- Developer: Adventure International
- Publisher: Adventure International
- Writer: Scott Adams
- Series: Questprobe
- Platforms: Acorn Electron, Amstrad CPC, Apple II, Atari 8-bit, BBC Micro, Commodore 64, MS-DOS, ZX Spectrum
- Release: 1985
- Genre: Interactive fiction
- Mode: Single-player

= Questprobe featuring Human Torch and the Thing =

1985 video game

Questprobe featuring Human Torch and the Thing is 1985 graphic adventure game developed and published by Adventure International for home computers. It is the final entry of Questprobe, an intended series of graphic adventure games that only released three installments before the developer's bankruptcy.

==Reception==
John Sweeney for Page 6 said: "It's got some pretty pictures – if you don't mind waiting while they load".

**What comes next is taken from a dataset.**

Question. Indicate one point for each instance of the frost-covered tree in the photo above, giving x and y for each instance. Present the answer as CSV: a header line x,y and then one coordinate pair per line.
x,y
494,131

Derek Brewster for Crash wrote: "This third release shows little care for what the British adventure market wants and I think it unlikely that people are that interested in mind-bogglingly difficult games constructed in such an uncaring fashion".

Computer and Video Games gave a positive review of the game.

Your Sinclair wrote that "the game's still sufficiently interesting to keep you trying, as you wonder if the solution lies in battling with Blob, inside the circus tent, or in the hot little hands of the Human Torch himself".

David Williams for Your Computer said that "Questprobe 3 will definitely be a giant hit but my feeling is that the Adams database is a little obscure and the price is [...] too much, but I doubt if that will deter any would-be superhero/ines from buying the game".

Peter Sweasey for ZX Computing wrote that "Questprobe 3 is not a bad game in itself, but when compared with products like Level 9 games, or even some budget titles, it is weak".

Zzap!64 said: "As with all of Scott's games, the location descriptions are extremely brief, though in this case the graphics are of such a high quality that the atmosphere of the game isn't seriously affected by this. Nevertheless this is definitely not a game for text-only fanatics".

Commodore Computing International described the game as "a good adventure, with quite a challenge. Despite being slow, it is well thought out, and two characters having to be controlled, makes a refreshing deviation from the standard adventure route".

Richard Price for Sinclair User wrote: "All told, a fairly inaccessible game opening with a linear set of problems in a closed set of locations. Unless you're smart enough to get through this in one or two goes you may well end up feeling cheated and disappointed".